Five month old Azor was already limping as a result of the disease, but, after five consecutive injections of stem cells extracted from adult muscle, he was able to bound around like his peers.As a result of this remarkable series of experiments reported last week, stem-cell treatment for the degenerative and fatal disease muscular dystrophy could be available for testing on patients within two years.
Muscular dystrophy comes in at least 20 forms and causes muscle wasting, progressive paralysis and eventually death, affecting about 30,000 people in Britain alone. There are no effective treatments but now an Italian team reports success in experiments on dogs that have a form of Duchenne muscular dystrophy, which is caused by a lack of the protein dystrophin in muscle fibres.

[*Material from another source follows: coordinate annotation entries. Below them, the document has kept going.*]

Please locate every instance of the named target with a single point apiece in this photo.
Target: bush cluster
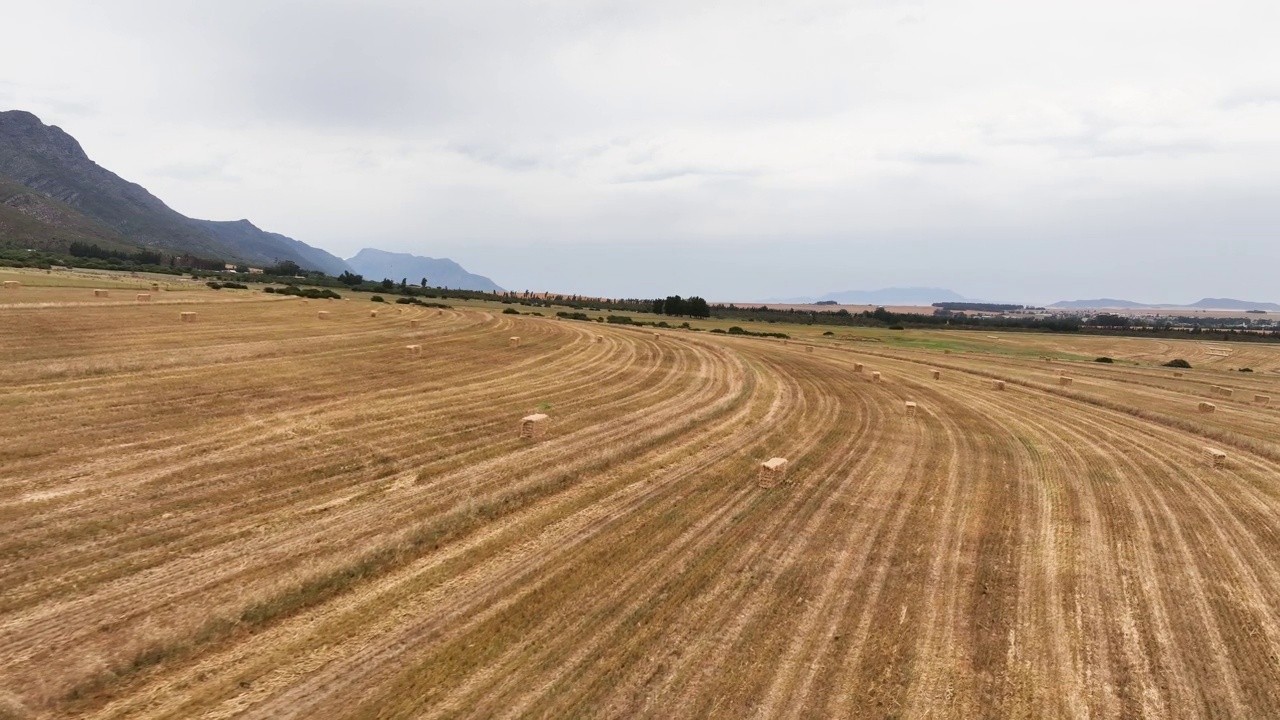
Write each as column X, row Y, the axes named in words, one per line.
column 310, row 294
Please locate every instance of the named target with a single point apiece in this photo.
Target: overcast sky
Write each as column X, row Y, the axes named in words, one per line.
column 1008, row 150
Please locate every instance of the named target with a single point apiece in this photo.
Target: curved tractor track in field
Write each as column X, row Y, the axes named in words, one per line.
column 265, row 514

Golden Retrievers have also suffered from the genetic disease, the result of a naturally occurring mutation and have been specially bred because they are the most accurate animal model of the human disease.

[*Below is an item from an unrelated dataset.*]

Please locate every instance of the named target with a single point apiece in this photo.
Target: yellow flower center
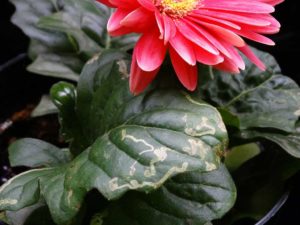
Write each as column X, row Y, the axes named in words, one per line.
column 176, row 8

The dramatic results of stem-cell therapy on the animals are reported in the journal Nature by Prof Giulio Cossu, the director of the Stem Cell Research Institute of San Raffaele Scientific Institute of Milan. The work shows that it is possible to halt this devastating disease and possibly even reverse it to a degree.

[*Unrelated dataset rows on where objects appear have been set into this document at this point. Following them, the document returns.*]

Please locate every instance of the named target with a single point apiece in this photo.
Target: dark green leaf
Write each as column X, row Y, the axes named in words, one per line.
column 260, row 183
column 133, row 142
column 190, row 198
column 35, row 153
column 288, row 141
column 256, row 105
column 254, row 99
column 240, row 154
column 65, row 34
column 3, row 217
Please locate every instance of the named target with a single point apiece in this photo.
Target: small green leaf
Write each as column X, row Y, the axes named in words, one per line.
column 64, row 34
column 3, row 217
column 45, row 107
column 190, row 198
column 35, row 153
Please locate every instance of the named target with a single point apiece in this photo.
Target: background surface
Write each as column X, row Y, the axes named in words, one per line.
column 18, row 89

The therapy was described as ‘a very significant advance, perhaps even a breakthrough’ by Prof George Dickson of Royal Holloway, University of London.
Dr Marita Pohlschmidt, the director of research at the Muscular Dystrophy Campaign, said: ‘If it does prove to be successful in humans, this technology has the potential to develop into an efficient and ground breaking treatment.’
Working with the University of Pavia and the Veterinarian School of Macon Alfort in Paris, Prof Cossu's team transplanted cells called mesoangioblasts ˜ stem cells gathered from small blood vessels in muscle ˜ that are programmed to develop into muscle cells.
The cells came from healthy dogs and were multiplied in the laboratory to sufficient quantities. These were injected into the blood stream of dogs with the disease and their immune systems were suppressed to stop the stem cells from being rejected.
‘That worked,’ said Prof Cossu last week. The cells were carried around the body to the affected muscles and increased their strength, which in turn improved the ability of the dogs to walk.
To see if it was also possible to correct the dogs' own cells, so they would not need anti-rejection drugs, stem cells were isolated from affected dogs and a type of virus - a lentivirus - used to insert into the cells a corrected copy of the faulty dystrophin protein, actually a stripped down version of the human gene.
Other animals - around four months and already limping - were injected five times at monthly intervals with their own modified stem cells but there was no improvement, even though the gene therapy seemed to work at the molecular level. In the long-term, this type of transplant would be preferable because it would do away with a lifetime of immune suppression: without this, some dogs in the trial that received stem cells from another animal rapidly lost the ability to walk.
Prof Cossu has already discussed human transplants with an Italian charity and is planning clinical trials. The first attempt is likely to use stem cells from a donor with a similar tissue type, the method that succeeded with the dogs.
The professor estimated that another year or two will be necessary to get a patient's own genetically modified stem cells to work.